数秒後、近辺で落ちたのか窓ガラスが微かに音を立て震えた。
(……俺、集中出来ないんだけど)
原因は明らかに、目の前にいるひまりのせい。俺のパーカ一枚だけ着て、惜しげも無く晒された白い脚が机を挟んだだけの距離からは丸見え。

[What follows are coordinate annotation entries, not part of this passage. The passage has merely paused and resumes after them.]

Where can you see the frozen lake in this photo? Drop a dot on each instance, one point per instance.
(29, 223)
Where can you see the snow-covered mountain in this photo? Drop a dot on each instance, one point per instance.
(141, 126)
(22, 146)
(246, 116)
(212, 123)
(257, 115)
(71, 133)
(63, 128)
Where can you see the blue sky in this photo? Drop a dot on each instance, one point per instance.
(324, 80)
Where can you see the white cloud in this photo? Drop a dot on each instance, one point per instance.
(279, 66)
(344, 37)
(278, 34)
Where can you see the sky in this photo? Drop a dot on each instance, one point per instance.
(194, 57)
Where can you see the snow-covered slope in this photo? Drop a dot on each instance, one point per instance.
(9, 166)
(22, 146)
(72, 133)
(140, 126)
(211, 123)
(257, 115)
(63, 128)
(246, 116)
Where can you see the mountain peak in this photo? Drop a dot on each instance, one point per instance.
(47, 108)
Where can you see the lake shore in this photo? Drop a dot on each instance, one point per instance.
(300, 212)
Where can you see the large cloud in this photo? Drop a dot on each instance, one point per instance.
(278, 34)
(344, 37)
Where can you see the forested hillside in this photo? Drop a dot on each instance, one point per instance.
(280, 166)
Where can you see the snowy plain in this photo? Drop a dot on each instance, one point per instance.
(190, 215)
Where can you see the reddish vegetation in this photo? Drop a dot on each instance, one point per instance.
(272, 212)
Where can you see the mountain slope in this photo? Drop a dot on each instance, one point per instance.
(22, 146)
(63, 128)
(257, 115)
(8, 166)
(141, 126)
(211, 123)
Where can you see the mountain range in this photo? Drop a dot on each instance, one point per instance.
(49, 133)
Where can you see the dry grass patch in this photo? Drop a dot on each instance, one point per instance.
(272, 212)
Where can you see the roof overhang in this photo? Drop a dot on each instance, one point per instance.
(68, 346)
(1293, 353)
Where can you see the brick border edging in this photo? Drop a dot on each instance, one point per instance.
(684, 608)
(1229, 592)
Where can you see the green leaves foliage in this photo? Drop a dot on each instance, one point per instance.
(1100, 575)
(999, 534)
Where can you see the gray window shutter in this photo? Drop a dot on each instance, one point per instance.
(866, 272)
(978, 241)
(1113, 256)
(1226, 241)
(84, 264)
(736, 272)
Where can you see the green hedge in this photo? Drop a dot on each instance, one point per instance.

ちょこんと正座を崩したように座り、雷の音が響く度に肩をビクつかせてて……滅多に結い上げないのに、雨で濡れたせいか髪を高い位置で一つに縛り、頸まで見せてるし。
これは、完全に
(誘ってんの?スカートまで脱いで)
そこまで考えて、
(ひまりに限って、それはあり得ない)
と、自問自答する俺。
(っとに無自覚、無意識すぎ)
すっかり、勉強モードに入れない俺にひまりはシャーペンでチョンチョンと手を突き、
「この展開式、教えてくれる?」
「……どこ」
「うんとね、問三のとこのわからなくて」
身を乗り出して問題集を見せるひまりに、触れたくて思わず伸びそうになる腕。
「ん〜応用になると難しくて」
俺の手を突いたシャーペンを唇にあて、口を尖らせるひまり。それを間近で見て、問題どころかそっちに意識が全部持ってかれる。
(……我慢する自信ないかも)
「家康?どうしたの?」
「……何でもない。教えてあげるから、こっち来て」
すると、ひまりは何の警戒心もなく素直に移動し俺の隣に座った。
(はい。残念)
腰元に片腕を回し、自分の方に引き寄せ
「何がわかんないの?」
剥き出しになった耳元で聞く。
え?///と、途端に動揺してあたふためく反応が可愛くて、俺は囁き続ける。